I am trying to use Dask in an effort to perform feature extraction on a very large dataset (feature extraction using tsfresh), however I am having trouble with very long processing times.
My data looks as follows.
I have it all stored in Parquet files on my hard-drive.
To begin with I import the data into a Dask dataframe using the following code.
import dask
from dask import dataframe as dd
df = dd.read_parquet("/Users/oskar/Library/Mobile Documents/com~apple~CloudDocs/Documents/Studies/BSc Sem 7/Bachelor Project/programs/python/data/*/data.parquet")

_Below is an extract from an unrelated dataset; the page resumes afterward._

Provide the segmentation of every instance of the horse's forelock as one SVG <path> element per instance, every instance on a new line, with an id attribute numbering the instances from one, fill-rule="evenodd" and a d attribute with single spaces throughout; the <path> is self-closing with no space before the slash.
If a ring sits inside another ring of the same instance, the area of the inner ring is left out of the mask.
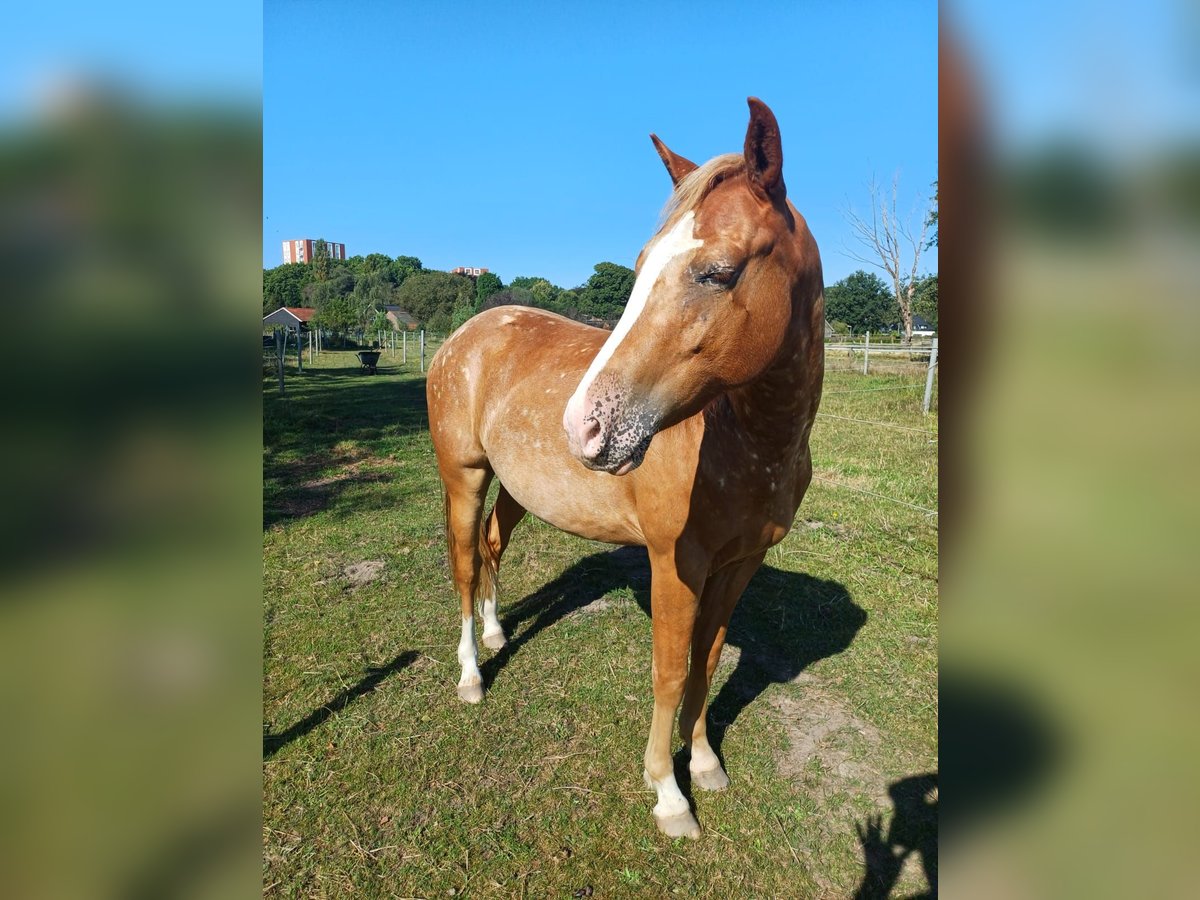
<path id="1" fill-rule="evenodd" d="M 746 158 L 741 153 L 714 156 L 704 165 L 679 180 L 662 211 L 662 229 L 669 231 L 679 218 L 696 209 L 718 184 L 745 173 Z"/>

I then initialise a Dask cluster.
from dask.distributed import Client, LocalCluster
cluster = LocalCluster(n_workers=8,
threads_per_worker=1,
scheduler_port=8786,
memory_limit='2GB')
cluster.scheduler_address
After that I start a Dask client.
from tsfresh.utilities.distribution import ClusterDaskDistributor
dask_distributor = ClusterDaskDistributor(address="127.0.0.1:8786")
dask_distributor.client
I then melt 'df'...
dfm = df.melt(id_vars=["id", "time"],
value_vars=['FP1-F7','F7-T7','T7-P7','P7-O1','FP1-F3','F3-C3','C3-P3','P3-O1','FP2-F4','F4-C4',
'C4-P4','P4-O2','FP2-F8','F8-T8','T8-P8','P8-O2','FZ-CZ','CZ-PZ','T7-FT9','FT9-FT10',
'FT10-T8'],
var_name="kind",
value_name="value")
... and group it.
dfm_grouped = dfm.groupby(["id", "kind"])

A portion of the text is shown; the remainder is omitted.